- Born: 1954 (age 71–72)
- Education: Western Colorado University
- Occupation: Business executive
- Title: President of International division of Walt Disney Company (2000–2003); CEO of Herbalife Nutrition (2003–2020) ; Chairman and CEO Herbalife Nutrition (2022–May 2025); Executive Chairman Herbalife Nutrition (May 2025–present);

= Michael O. Johnson =

Chief executive officer of Herbalife (2025–present)

Michael O. Johnson (born 1954) is an American business executive. He is currently the executive chairman of Herbalife. He previously served as President of The Walt Disney Company, Publisher of Audio Times magazine, and held roles at The Movie Channel, Nickelodeon, and MTV channels of the Warner Amex Satellite Entertainment Company.

==Early life and education==
Michael O. Johnson was born in 1954. He received his Bachelor of Arts in political science from Western State Colorado University in 1977.

==Early career==
===Disney===
Johnson was hired by the Walt Disney Company in 1986. Six years later, in 1992, he was named head of the company's home video department. In 1997, he was named president of Disney's Buena Vista Home Entertainment. By 2000, Johnson was named president of Walt Disney International, and oversaw the creation and operation of Disney subsidiaries in Asia, Pacific Rim, and Australia. Under his tenure, Disney acquired the rights to the animation library of Japanese anime director-animator Hayao Miyazaki. While individual films by Miyazaki had previously been licensed for the U.S., such as the Fox Video release of My Neighbor Totoro, previous acquisition attempts by Disney were reported as difficult.

==Herbalife==
Johnson joined Herbalife Nutrition as CEO in 2003, and was named chairman in 2007. During his tenure, the Herbalife brand pivoted away from primarily offering weight-loss products and from the broader perceptions associated with multi-level marketing, a view which he described in an interview with Fortune Magazine as, "When I took over in 2003, Herbalife was a multilevel-marketing company that sold nutrition products. Now it's a nutrition company that uses multilevel marketing as its distribution channel." To achieve this, Johnson implemented quality controls, moved Herbalife's product manufacturing in-house, and widened Herbalife's product offerings.

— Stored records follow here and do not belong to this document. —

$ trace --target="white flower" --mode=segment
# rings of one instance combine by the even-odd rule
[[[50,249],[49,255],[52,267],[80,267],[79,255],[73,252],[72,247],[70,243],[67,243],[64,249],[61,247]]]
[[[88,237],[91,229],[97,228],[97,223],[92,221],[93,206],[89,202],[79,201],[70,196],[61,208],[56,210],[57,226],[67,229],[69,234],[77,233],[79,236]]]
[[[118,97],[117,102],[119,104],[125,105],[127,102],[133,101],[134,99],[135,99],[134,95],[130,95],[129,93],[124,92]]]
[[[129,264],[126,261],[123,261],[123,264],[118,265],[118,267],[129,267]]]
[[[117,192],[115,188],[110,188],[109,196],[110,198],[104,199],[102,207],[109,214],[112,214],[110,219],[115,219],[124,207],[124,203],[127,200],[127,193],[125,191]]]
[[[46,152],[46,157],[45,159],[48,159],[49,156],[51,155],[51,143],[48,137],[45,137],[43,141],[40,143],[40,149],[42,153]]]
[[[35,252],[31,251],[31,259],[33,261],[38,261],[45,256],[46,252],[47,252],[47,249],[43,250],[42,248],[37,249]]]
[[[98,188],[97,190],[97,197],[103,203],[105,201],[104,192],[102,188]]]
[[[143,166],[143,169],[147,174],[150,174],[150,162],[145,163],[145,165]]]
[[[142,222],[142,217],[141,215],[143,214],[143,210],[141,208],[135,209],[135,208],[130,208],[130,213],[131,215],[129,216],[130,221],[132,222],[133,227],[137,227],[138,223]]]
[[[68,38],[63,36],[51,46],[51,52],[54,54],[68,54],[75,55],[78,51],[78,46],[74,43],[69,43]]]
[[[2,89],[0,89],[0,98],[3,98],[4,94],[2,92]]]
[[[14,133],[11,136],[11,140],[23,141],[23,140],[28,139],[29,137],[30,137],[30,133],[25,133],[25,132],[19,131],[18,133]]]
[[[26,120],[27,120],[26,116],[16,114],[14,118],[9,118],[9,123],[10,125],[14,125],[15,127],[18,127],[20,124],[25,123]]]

Johnson expanded the company's new focus on general fitness and nutrition by sponsoring more than 200 sports teams and athletes, such as Cristiano Ronaldo, as well as company sponsorship of the LA Galaxy professional soccer team. Johnson also sought to minimize company claims to distributors around exceptional "business opportunity" to set a more realistic tone during pitches.

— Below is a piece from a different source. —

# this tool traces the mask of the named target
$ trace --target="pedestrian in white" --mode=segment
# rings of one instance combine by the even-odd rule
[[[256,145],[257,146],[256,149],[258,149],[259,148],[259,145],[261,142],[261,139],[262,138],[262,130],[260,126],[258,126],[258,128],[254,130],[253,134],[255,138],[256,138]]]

Johnson became a notable figure between 2012 and 2015 following a short sale of Herbalife stock by Bill Ackman and his hedge fund Pershing Square Capital Management. Ackman alleged that Herbalife is a pyramid scheme and built a billion-dollar short position in Herbalife stock. Ackman's short position was widely covered by American media outlets and was the subject of the documentary Betting on Zero.

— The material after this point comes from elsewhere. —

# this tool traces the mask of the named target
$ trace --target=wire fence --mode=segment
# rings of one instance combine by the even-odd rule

In June 2017, Johnson stepped down as CEO of Herbalife and was named executive chairman of the company. Two years later, he was named interim CEO following the resignation of Richard Goudis.

In October 2022, Johnson was again named chairman and interim chief executive officer following the departure of Dr. John Agwunobi.

In May 2025, after Stephan Gratziani appointed as Herbalife's new CEO, Johnson transitioned to the position of executive chairman.